1371 " vocabulary while 'lowercase'"
1372 " is True. These entries will not"
1373 " be matched with any documents"
1374 )
1375 break
-> 1377 vocabulary, X = self._count_vocab(raw_documents, self.fixed_vocabulary_)
1379 if self.binary:
1380 X.data.fill(1)
File ~\anaconda3\lib\site-packages\sklearn\feature_extraction\text.py:1264, in CountVectorizer._count_vocab(self, raw_documents, fixed_vocab)
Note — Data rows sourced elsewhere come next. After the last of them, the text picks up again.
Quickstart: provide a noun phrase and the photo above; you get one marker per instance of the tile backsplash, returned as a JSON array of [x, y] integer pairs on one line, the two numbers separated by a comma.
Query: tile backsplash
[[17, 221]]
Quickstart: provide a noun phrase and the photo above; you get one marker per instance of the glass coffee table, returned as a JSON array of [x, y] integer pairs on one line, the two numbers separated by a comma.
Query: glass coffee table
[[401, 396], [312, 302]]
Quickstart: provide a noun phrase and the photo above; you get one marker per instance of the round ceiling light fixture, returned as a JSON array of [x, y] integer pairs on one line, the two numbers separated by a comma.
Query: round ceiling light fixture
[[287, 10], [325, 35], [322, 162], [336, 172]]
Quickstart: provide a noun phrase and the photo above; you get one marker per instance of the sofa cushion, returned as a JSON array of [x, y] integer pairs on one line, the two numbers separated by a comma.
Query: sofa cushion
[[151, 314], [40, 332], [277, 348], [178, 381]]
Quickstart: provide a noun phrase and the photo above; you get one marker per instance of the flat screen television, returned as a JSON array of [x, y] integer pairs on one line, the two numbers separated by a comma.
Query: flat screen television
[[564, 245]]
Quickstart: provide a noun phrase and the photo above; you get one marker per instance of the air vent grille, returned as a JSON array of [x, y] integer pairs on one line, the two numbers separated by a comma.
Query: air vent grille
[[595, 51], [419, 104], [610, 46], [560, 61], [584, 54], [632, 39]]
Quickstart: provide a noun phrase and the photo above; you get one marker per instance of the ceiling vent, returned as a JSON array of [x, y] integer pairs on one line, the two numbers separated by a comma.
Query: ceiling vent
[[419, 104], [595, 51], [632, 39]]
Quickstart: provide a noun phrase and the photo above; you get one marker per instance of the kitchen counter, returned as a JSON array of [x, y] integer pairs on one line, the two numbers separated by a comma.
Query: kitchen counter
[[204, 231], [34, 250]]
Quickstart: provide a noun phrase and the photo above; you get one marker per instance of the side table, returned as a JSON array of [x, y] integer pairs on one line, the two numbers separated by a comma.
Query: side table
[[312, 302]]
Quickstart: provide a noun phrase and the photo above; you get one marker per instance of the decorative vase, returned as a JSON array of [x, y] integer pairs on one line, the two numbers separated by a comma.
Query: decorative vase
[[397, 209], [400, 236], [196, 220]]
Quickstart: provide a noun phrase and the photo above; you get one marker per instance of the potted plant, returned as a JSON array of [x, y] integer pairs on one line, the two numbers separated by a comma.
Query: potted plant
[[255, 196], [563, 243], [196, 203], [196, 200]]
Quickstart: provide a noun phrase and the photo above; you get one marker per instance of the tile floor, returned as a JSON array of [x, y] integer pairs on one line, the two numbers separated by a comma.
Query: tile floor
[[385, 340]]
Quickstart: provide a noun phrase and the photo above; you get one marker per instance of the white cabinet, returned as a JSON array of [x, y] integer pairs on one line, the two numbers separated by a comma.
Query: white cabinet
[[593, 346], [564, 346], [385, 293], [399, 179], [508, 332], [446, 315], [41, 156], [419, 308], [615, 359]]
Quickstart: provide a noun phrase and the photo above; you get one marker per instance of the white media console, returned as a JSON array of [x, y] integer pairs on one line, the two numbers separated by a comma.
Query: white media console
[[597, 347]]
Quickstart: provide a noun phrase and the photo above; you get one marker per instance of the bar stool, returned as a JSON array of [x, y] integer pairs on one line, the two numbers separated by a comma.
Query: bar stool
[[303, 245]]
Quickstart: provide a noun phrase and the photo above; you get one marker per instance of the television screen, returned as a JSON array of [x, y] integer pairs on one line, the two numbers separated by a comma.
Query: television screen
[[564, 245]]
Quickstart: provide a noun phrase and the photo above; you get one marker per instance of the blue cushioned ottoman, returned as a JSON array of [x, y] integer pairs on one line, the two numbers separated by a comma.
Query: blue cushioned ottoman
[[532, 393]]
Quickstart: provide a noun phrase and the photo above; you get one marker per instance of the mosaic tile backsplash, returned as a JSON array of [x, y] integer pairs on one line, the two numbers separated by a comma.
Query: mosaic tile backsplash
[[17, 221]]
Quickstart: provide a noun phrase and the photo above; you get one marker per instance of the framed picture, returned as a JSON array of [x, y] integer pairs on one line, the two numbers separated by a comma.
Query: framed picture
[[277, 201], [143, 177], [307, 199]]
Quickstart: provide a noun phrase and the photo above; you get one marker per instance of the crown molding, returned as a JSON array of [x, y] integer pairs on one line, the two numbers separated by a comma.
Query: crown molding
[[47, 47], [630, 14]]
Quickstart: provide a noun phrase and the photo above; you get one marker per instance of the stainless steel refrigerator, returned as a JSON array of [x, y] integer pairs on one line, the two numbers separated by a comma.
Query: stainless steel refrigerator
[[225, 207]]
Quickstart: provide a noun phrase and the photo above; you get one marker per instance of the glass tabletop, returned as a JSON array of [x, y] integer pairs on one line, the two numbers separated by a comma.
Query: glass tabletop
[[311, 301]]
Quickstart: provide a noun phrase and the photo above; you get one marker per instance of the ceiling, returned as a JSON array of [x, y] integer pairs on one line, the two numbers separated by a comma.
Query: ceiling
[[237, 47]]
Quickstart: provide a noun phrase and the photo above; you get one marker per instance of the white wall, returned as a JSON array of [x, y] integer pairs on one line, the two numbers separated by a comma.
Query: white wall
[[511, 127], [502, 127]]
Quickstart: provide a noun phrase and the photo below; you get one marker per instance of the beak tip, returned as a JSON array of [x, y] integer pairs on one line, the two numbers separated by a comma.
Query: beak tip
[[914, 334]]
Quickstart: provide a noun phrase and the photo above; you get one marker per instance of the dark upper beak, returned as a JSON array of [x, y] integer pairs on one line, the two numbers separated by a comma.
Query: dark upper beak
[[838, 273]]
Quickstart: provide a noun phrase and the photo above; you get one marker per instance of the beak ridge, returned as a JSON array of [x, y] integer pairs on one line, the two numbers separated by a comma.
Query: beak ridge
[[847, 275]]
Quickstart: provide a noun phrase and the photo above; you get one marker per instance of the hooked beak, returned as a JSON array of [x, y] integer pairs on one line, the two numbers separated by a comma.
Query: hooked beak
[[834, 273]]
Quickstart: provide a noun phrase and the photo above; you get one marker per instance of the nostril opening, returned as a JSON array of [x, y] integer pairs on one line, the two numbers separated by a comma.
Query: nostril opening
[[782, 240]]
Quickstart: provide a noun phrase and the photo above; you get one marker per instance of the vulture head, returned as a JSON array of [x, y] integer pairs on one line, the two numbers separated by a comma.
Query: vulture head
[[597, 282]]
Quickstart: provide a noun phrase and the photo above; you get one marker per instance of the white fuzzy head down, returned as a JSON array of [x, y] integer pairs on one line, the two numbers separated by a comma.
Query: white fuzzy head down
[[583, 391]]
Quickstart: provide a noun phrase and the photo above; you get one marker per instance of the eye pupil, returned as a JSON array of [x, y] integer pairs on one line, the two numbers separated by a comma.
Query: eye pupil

1262 for doc in raw_documents:
1263 feature_counter = {}
-> 1264 for feature in analyze(doc):
1265 try:
1266 feature_idx = vocabulary[feature]
File ~\anaconda3\lib\site-packages\sklearn\feature_extraction\text.py:106, in _analyze(doc, analyzer, tokenizer, ngrams, preprocessor, decoder, stop_words)
84 """Chain together an optional series of text processing steps to go from
85 a single document to ngrams, with or without tokenizing or preprocessing.
86
(...)
102 A sequence of tokens, possibly with pairs, triples, etc.
103 """
105 if decoder is not None:
--> 106 doc = decoder(doc)
107 if analyzer is not None:
108 doc = analyzer(doc)
File ~\anaconda3\lib\site-packages\sklearn\feature_extraction\text.py:239, in _VectorizerMixin.decode(self, doc)
236 doc = doc.decode(self.encoding, self.decode_error)
238 if doc is np.nan:
--> 239 raise ValueError(
240 "np.nan is an invalid document, expected byte or unicode string."
241 )
243 return doc
ValueError: np.nan is an invalid document, expected byte or unicode string.
Not sure if I should fill in the Nan values? Thanks for your help!